Безрадостно, пустынно тянутся зимние месяцы. И вдруг – немецкое, бисерным почерком письмо. Подпись смешная: «Зук» Читаю: сквозь дебри философской превыспренности, под аркадой из имен Канта, Фихте – дверь в рай. После пространных восхвалений друга, вернее учителя своего, мой незнаемый корреспондент говорил:
«Там, где я вижу два равно высоких существа, питаю я для друга моего больше надежд, чем он сам. Поэтому дерзаю сказать: Herr dr. Velleman любит вас в той же мере, в какой он чтит вас. Не встретив ответа с вашей стороны, он со скорбью, но стоически отказался от надежды соединиться с Вами. Он замкнулся, он молчит. Но я твердо знаю, что и сейчас…» и т. д. Зук заверял меня, что Веллеман ничего не знает об этом письме и не узнает, если я соблаговолю ответить ему, Зуку. Он не мог поверить, чтобы женщина отвергла его прекрасного друга, он надеялся, что это недоразумение… Трогательная, геттингенская дружба, во имя которой этот юноша, трепеща, нарушал все правила немецкой благопристойности! Из всего этого я восприняла одно блаженное: он любит. И в благосклонном моем ответе я великодушно разрешила показать моё письмо Веллеману, который и без того не может не знать, как велико моё чувство уважения, симпатии, дружбы… Мне казалось, что мой ответ очень горд и за него, и за меня, и что мы и впрямь два Ubermensch'a, стоящие на разных концах Европы. И, главное, мне хотелось продления сладостного «любит» и не хотелось того да-да, нет-нет, которого требовало нерусское, чуждое психологических ухищрений чувство Веллемана.

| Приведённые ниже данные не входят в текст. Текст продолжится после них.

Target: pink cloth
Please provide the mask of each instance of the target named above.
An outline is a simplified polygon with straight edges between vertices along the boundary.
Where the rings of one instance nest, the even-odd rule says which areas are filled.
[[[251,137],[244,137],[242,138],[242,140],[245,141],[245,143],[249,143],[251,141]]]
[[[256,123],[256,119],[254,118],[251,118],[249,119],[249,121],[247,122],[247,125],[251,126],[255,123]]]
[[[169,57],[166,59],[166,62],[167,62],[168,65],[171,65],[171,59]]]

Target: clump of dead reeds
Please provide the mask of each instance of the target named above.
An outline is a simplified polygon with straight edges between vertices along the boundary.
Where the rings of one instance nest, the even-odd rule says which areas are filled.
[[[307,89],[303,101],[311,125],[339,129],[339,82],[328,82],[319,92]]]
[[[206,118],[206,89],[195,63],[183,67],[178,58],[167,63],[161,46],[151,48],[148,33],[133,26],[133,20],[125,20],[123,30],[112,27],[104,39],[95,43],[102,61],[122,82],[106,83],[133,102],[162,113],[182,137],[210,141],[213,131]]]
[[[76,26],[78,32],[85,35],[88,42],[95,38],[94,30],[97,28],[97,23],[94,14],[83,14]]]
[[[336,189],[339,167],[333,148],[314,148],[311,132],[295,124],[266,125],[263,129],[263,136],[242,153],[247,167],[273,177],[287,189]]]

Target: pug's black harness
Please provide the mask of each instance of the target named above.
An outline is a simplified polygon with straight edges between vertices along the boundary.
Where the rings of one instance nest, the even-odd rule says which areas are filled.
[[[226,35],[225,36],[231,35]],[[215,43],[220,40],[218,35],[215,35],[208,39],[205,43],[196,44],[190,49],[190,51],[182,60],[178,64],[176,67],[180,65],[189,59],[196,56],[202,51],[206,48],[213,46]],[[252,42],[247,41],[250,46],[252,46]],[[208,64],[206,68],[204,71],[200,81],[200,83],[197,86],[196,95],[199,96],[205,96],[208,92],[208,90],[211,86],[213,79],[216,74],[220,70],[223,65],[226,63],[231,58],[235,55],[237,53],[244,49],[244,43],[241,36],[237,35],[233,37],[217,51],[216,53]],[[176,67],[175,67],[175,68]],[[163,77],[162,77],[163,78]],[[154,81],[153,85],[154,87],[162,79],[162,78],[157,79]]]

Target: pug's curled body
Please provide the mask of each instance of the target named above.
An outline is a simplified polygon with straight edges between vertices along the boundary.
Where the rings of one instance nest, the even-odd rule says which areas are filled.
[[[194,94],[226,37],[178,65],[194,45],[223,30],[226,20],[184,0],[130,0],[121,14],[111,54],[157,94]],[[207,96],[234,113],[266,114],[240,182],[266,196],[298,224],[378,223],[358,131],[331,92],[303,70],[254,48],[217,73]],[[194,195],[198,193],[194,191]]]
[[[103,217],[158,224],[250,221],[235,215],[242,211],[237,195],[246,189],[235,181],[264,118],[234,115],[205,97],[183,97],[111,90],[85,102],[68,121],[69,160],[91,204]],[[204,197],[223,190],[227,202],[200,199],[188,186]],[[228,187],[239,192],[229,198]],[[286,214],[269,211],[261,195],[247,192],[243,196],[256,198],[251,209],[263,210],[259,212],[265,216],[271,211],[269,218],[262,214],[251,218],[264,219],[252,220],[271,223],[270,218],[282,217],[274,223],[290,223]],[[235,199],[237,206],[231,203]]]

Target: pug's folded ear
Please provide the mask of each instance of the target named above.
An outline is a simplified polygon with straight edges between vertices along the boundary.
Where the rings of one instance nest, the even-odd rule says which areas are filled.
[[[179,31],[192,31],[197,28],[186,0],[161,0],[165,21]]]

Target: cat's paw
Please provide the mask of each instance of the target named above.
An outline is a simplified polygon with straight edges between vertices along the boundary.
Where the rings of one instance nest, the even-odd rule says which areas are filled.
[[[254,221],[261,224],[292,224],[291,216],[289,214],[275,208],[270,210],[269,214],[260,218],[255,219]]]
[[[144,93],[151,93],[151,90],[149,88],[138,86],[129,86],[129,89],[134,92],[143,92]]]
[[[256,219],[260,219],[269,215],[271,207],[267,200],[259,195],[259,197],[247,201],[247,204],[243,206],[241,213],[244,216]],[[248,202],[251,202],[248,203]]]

С лица моего ещё не успела сойти улыбка счастья, как пришло необычно скоро – взбешенное письмо Веллемана, взбешенное, конечно, на не в меру усердного друга, за которого злыми словами он приносил мне извинения. Но холодным своим гневом оно ушибло меня. Все навсегда кончено…
Есть улицы в Москве, которые до сегодня окрашены для меня мыслью о Веллемане. С курсов, чтобы не идти домой, дольше не видеть своих, сворачивала на Поварскую, малолюдную, засаженную деревьями улицу; туда занесла семя несбывшегося и ходила потом на безрадостные встречи. Впрочем не только безрадостные: молодая боль, что овес, весною посеянный в ящике – чуть не на глазах прорастает, нежно зеленеет.
Лето. Мы с сестрой в Швейцарии. Втихомолку задуманная ею поездка: часами сидела над переводом, копя нам деньги. Встретить нас в Берн приехал Веллеман. Вырвался на несколько часов. Он уже больше не профессорствует – забился в крошечный городок в Locl'e, где в колледже преподает по 12 часов в день, долбит что-то мальчишкам. Ночами подводит финансовые балансы своего кантона. Побыть мы сможем только, если приедем туда, но смеет ли он звать нас в такое неинтересное место? О, конечно, мы приедем. И вот, наспех осмотрев все самое прославленное: зубчатки, ползущие среди елей, гремучие потоки, голубизну глетчеров, через две недели мы в Locl'e. Живут там только часовщики, тикают на каждом доме снаружи часы. Да ещё огромный на всю Швейцарию коммерческий колледж. А он, Веллеман? Прошлогоднего юношеского облика нет. Этих, как ни у кого сверкающих глаз. Весь поблекший. Приветлив, ровен, безличен. Оживляется только, говоря о подготовляемой им лекции самого демократического направления: l'egalite en matiere d'impot последний научный праздник, как он говорит. С материнской нежностью: ах, пусть хотя impot, лишь бы светлел!
Раз мы зашли к нему. Смутили его. Крошечный cabinet d'etude – с полу до потолка книги. Над столом неаполитанский барельеф-Вакх и запрокинувшая голову вакханка. Долго смотрю. Любимая им эллинская радость жизни! По стенам приколоты эскизы карандашом, сангиной – быстрой смелой рукой набросанные портреты. Наш интерес к этой его, для нас неожиданной, способности, оживил его, он вытащил запыленные папки. Ведь все это далеко в прошлом… Потом показывает семейные фотографии. Лукавая, давно забытая улыбка на губах. Сидя на двух фолиантах, у моих ног (с чуть-чуть иронией: Офелия), положил мне на колени фотографию молодой женщины. Я: I like her. Кто это? И отложила. Деланное равнодушие. Он упорно снова придвигает фотографию и смотрит на меня – как смотрит?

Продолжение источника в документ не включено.